The close of an encounter prompts a notification to the Data Submitter. The Data Submitter (after a 72-hour delay for lab results) queries for a limited set of PII data, including the patient’s address, in-patient status, and ARI lab result. If the patient is not a resident of a catchment area, the Data Submitter stops all activity regarding this patient. If the patient is a resident of a catchment area, was admitted to the hospital, and has a positive ARI lab result, the Data Submitter requests a set of FHIR resources representing patient-level encounter information from the Data Source. The obtained resources are bundled and transmitted to the RESP-NET site.
These use cases focus on collecting equivalent data to Use Case 2 but for patients who test positive for SARSCoV-2 (the virus that causes COVID-19) (Use Case 4) or Respiratory Syncytial Virus (RSV) (Use Case 5). Public health surveillance through COVID-NET and RSV-NET is conducted in many of the same sites as RESP-NET, collects many of the same data elements, with some additional data elements specific to these viral illnesses.

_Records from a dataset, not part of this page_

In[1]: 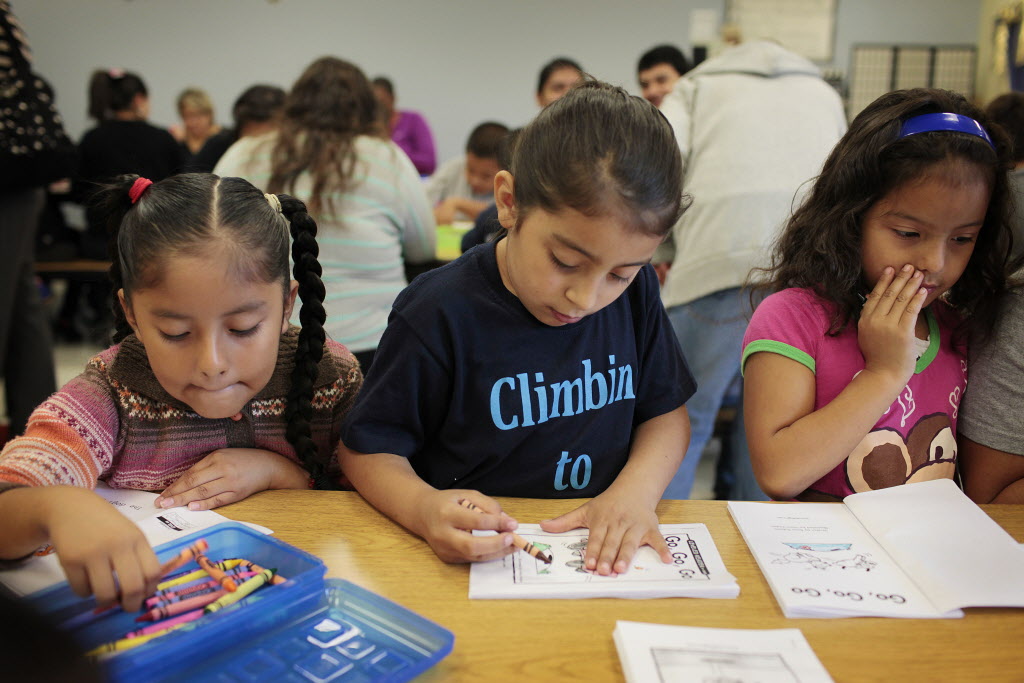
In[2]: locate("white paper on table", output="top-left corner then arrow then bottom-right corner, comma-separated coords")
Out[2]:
469,524 -> 739,599
613,622 -> 831,683
729,501 -> 950,618
0,481 -> 273,596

The close of an encounter prompts a notification to the Data Submitter. The Data Submitter (after a 72-hour delay for lab results) queries for a limited set of data, including the patient’s address, in-patient status, and ARI lab result. If the patient is not a resident of a catchment area, the Data Submitter stops all activity regarding this patient. If the patient is a resident of a catchment area, was admitted to the hospital, and has a positive SARSCoV-2 or RSV lab result, the Data Submitter requests a set of FHIR resources representing patient-level encounter information from the Data Source. The obtained resources are bundled and transmitted to the RESP-NET site.